The SEC says that the stay should be granted if there is a likelihood of success on the merits, irreparable injury to someone, and whether a stay will harm the non-appellant or the public. Success on the merits is likely, says the SEC, because no court has ever required proof to sustain a consent order submitted by a US governmental agency. Apparently the SEC is so wonderful that no one has ever questioned it before in a court. Well, anyone besides Judge Rakoff, who has already slapped two of the SECs settlements, the notoriously unfair deal with Bank of America over the proxy statement for the takeover of Merrill Lynch, and its settlement in SEC v. Vitesse Semiconductor Corp.. Now we have Judge Rudolf Randa of Minnesota questioning settlements on the same general grounds.
The entire basis of the request for stay pending appeal is that the SEC is too busy to handle this trial. But think about that for a second. They claim to have done their investigation, so trial is only about pulling things together. What else do their trial lawyers have to do? They only filed a single suit against Goldman Sachs over one ABACUS deal, when Goldman Sachs did a bunch of them, all cookie-cutter deals. They have only filed one suit against any of the investment banks that did the same kinds of deals. They have to go to trial against the individuals they singled out at the solely responsible human at each bank. Here’s my suggestion: quit trying million dollar insider trading cases and go after billion dollar cheats and liars.

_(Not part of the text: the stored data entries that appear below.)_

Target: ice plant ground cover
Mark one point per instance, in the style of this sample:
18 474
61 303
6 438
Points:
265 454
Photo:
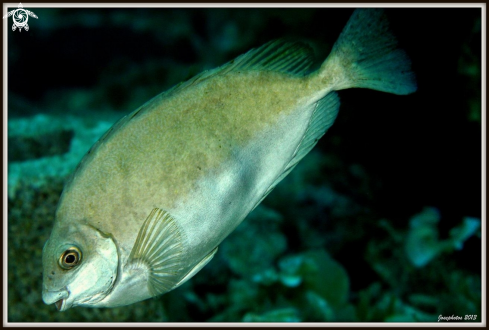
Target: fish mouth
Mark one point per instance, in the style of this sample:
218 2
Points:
60 304
59 298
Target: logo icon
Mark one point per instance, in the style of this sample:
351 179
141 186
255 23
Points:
20 17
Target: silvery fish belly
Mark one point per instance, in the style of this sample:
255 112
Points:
149 204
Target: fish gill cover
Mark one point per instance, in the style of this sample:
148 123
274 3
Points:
379 223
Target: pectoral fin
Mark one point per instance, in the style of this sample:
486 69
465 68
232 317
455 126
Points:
159 250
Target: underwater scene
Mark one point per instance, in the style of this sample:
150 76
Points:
380 222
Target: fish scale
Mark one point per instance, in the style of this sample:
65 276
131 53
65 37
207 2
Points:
150 203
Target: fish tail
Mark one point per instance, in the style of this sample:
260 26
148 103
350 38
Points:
366 56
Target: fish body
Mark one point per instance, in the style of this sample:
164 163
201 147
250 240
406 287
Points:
149 204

And here’s something really rich: their big argument for approving the settlement is that they got most of the relief they would have gotten at trial. Khuzami made the same point in his speech, suggesting that the SEC settles when it gets 85% of what it would get in a trial. That argument doesn’t pass the laugh test. Judge Rakoff rejected the settlement because Citigroup didn’t admit liability. If the SEC prevailed at trial, Citigroup wouldn’t be able to deny liability, and would wind up paying all of the losses suffered by its investors.
Here’s Khuzami talking about the neither admit or deny point at the CFA:
While it is easy to criticize from the sidelines, the practical reality is that many companies would refuse to settle cases if they are required to admit unlawful conduct because that might expose them to additional lawsuits by litigants seeking damages.
Well, if the SEC is getting 85% of what it would get in a trial, why would this matter? Would there be outside litigants willing to try a case for 15% of the losses? If that is a real possibility, why not invite them to sign off on the settlement? I expect that the losers in the Citigroup debacle would be happy to join a settlement that would pay them 85% of their losses, rather than try a civil case in which they would be paying their own lawyers. If they refused, either the SEC is settling too cheaply, or there would be grounds for the SEC to agree to a neither admit nor deny clause.
Khuzami should be thanking Judge Rakoff. The ruling is a lever to force the bad guys to admit their evil, and expose the causes of those losses. Holding people accountable is every bit as important as suing them.